One Practical, All-Purpose Rope
550 paracord is one tool that is always good to keep handy – part of the reason it is a must-have item for hikers and campers. From home projects to the great outdoors, this type of line, whose origin is military-based, is a parachute cord that can be applied in a variety of applications. Commercially, paracord comes in a number of colors, and lengths range from 50 feet all the way to a whopping 1,000 feet. The 100% nylon paracord resists rotting or mildew and when used for hauling and lifting purposes can hold a minimum of 550 pounds before it breaks. If space in your pack is limited, carrying around 50 feet of rope should be sufficient, but just be sure to replace any rope you’ve previously used before heading out on your next camping trip.
The threading from the seven strands of the inner core is often even used for sewing tears in clothing or for fishing line. As a whole, paracord has also been proven to be a great accessory for providing shelter, building a raft, or making a fire bow.
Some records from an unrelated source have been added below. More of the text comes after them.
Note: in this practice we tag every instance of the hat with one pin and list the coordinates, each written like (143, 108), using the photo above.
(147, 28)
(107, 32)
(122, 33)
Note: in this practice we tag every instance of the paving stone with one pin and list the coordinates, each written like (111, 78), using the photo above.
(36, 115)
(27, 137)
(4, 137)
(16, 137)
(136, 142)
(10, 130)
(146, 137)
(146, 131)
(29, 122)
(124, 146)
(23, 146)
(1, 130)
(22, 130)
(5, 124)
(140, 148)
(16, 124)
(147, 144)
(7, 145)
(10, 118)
Additional uses include securing camping gear, making a tow rope, stringing up a clothes line, rigging a pulley, or making a ladder rope.
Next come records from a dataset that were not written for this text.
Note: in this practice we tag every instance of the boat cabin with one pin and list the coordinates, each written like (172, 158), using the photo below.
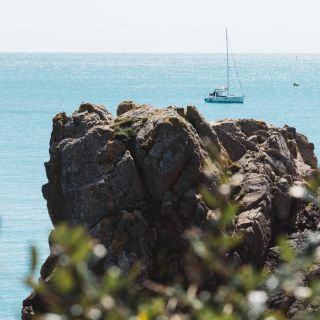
(220, 92)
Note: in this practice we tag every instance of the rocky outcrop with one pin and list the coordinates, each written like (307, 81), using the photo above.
(134, 182)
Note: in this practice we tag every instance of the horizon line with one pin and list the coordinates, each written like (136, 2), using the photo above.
(150, 52)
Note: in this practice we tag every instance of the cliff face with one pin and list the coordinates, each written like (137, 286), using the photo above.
(135, 180)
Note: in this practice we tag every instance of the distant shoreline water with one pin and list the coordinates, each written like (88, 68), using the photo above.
(34, 87)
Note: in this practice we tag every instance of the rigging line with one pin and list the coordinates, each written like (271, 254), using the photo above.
(235, 66)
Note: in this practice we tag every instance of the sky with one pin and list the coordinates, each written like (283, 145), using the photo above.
(255, 26)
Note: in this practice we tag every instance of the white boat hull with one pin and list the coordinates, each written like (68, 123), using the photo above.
(225, 99)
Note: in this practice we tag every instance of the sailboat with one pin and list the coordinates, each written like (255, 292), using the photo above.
(223, 95)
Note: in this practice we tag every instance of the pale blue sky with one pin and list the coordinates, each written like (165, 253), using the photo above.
(159, 26)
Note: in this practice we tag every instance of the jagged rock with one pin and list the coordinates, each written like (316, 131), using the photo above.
(126, 106)
(134, 182)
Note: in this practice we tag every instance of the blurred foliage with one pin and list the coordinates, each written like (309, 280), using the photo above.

Five Types of Situations Where Paracord is Used
We can break outdoors use down to 5 specific areas – for repair and hygiene, for roughing it while hiking, for fishing applications, for use while hunting, and for first aid applications.
1 – Repair and Hygiene
- Keep Clothes Mended and In Repair
When used in emergency situations, you can use the internal strands to sew torn clothing. Just make sure you keep a needle in your first-aid kit. You can also repair broken equipment by securing the strings of paracord around the damaged area. The string can also be used to secure items or tie them down on top of a car.
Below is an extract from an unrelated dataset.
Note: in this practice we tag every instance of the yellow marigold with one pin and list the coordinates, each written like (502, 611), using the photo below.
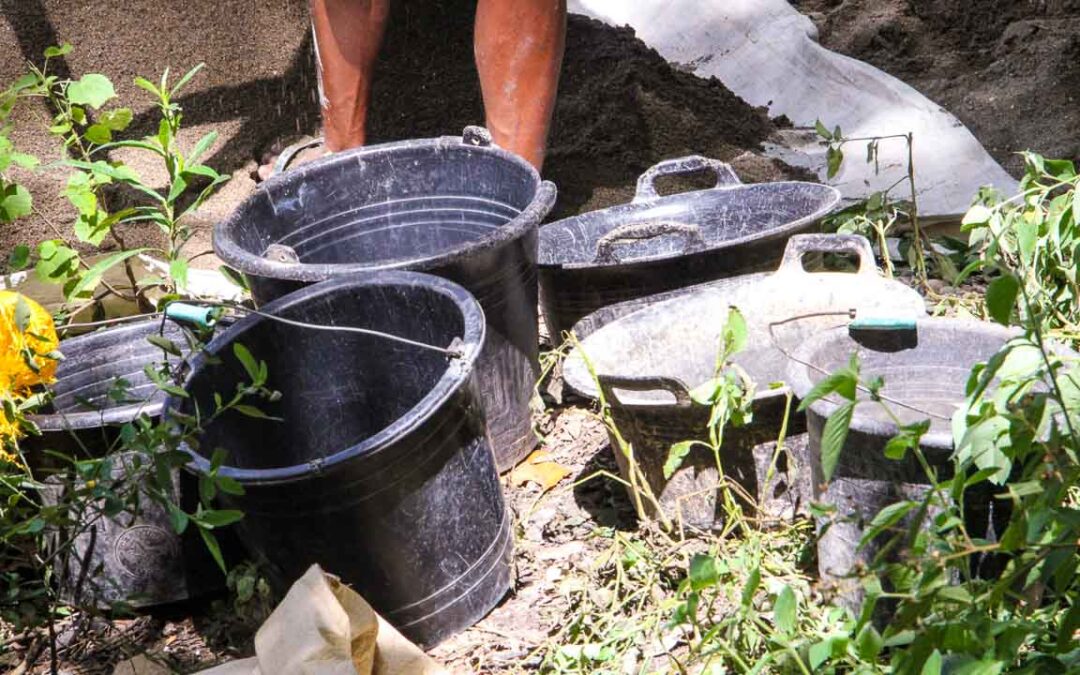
(17, 347)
- Use the Cord for a Clothesline
Use the line as a clothes line when at camp. Wet clothes, when trying to survive out in the wild, can be dangerous when the temperature drops and hypotherma is prone to set in, especially in colder climates.
- Repair a Zipper or Floss Your Teeth
You can also use the string to replace a zipper pull that is broken. Maintain good hygiene in the deep woods as well by using internal strands of paracord for flossing.
2 – Roughing it in the Wild
Paracord can also be used for a number of practical applications if you are trekking through the backcountry or roughing it. Some of the applications include:
- Using the inner strands of paracord for tying up each corner of a tarp for shelter.
- Rigging a hammock.
- Taking the cord’s internal strands and producing a snare.
- Lashing logs for raft building
- Using the string as a bow drill to start a fire.
- Making a sling.
3 – Fishing
- Use internal strands as fishing line.
- Making a small lure with the sheath and inner strands.
- Use the internal strands to secure your raft or boat too.
4 – Hunting
- You can use the strings of the paracord to also create a bola – used to capture big game birds in the wild.
- Making snare traps with core strands.
5 – First Aid
With respect to first aid, use the paracord to:
- Tie a sling.
- Sew a wound – making use of the internal strands. Untwist each internal strand for a thinner sewing string.
- Make a splint by tying straight sticks around the site of the fracture.
- Create a stretcher.
- Make a tourniquet with the strand.
As you can see, paracord is used in variety of applications in the wild and can open up countless usage opportunities for campers and adventure seekers.